Benchmark at usable context window sizes. 8k is a meaningless joke. I have all my local LLMs set for 256k context or 192k if that’s what they were trained at, because I routinely use that context when coding.

[-]

Ok_Mine189@reddit (OP)

I'll try if I find the tinme :)
The prompt + generation fits in 8000 tokens anyways. I don't think it matters in such case if the model has ctx set to 8192 or 32768?
Well not everybody uses LLM for coding. Smaller context sizes are sufficient for many other tasks. Plus, I'm not gonna suffer waiting times with such long context benches. Your welcome to do it no your own though :)

[-]

DunderSunder@reddit

There is big variance with small prompts. see you are getting like 8k prompt processing speed for a 2.5k prompt size, even a small delay can change pp/s a lot. try it a few times and see the numbers fluctuate.
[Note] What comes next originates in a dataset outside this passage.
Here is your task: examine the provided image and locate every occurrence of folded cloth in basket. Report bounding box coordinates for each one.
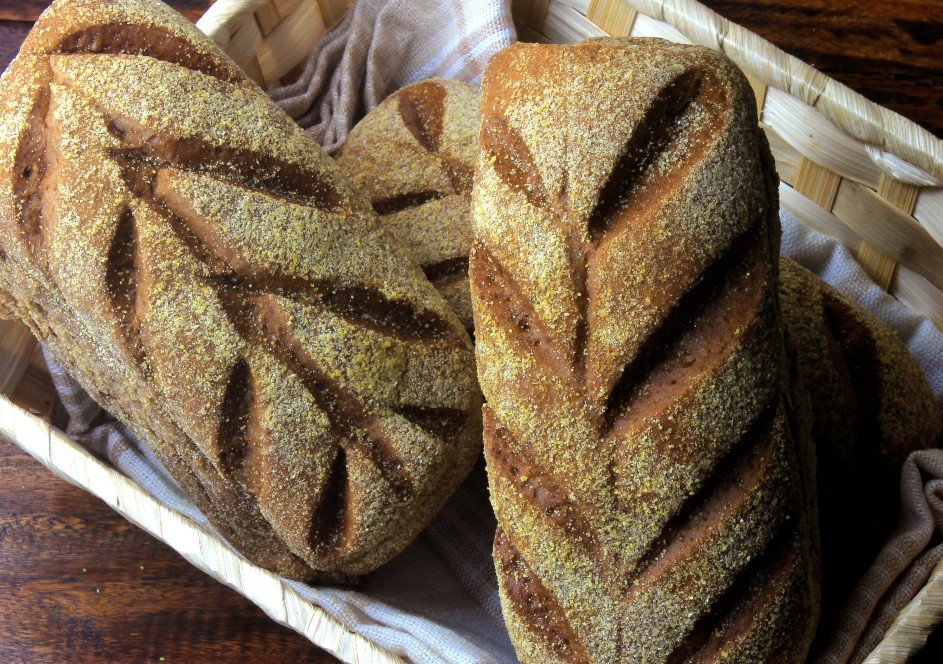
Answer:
[42,0,943,663]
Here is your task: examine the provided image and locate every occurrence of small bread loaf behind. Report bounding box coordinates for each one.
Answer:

Also you should be using llama-bench for benchmarking!

[-]

Ok_Mine189@reddit (OP)

That's why it's averaged over 4 runs each.

[-]

Long_comment_san@reddit

Probably some MS arse security thing.

[-]

iamapizza@reddit

Looking at all the performance threads posted here, it looks Linux with a GPU is the sweet spot between performance and value.

You mention lubuntu, but I assume the distro doesn't really matter? Or does it.

[-]

External_Dentist1928@reddit

Nice! Another reason to finally make the switch 👍

[-]

UltrMgns@reddit

Microsoft really came a long way... Down.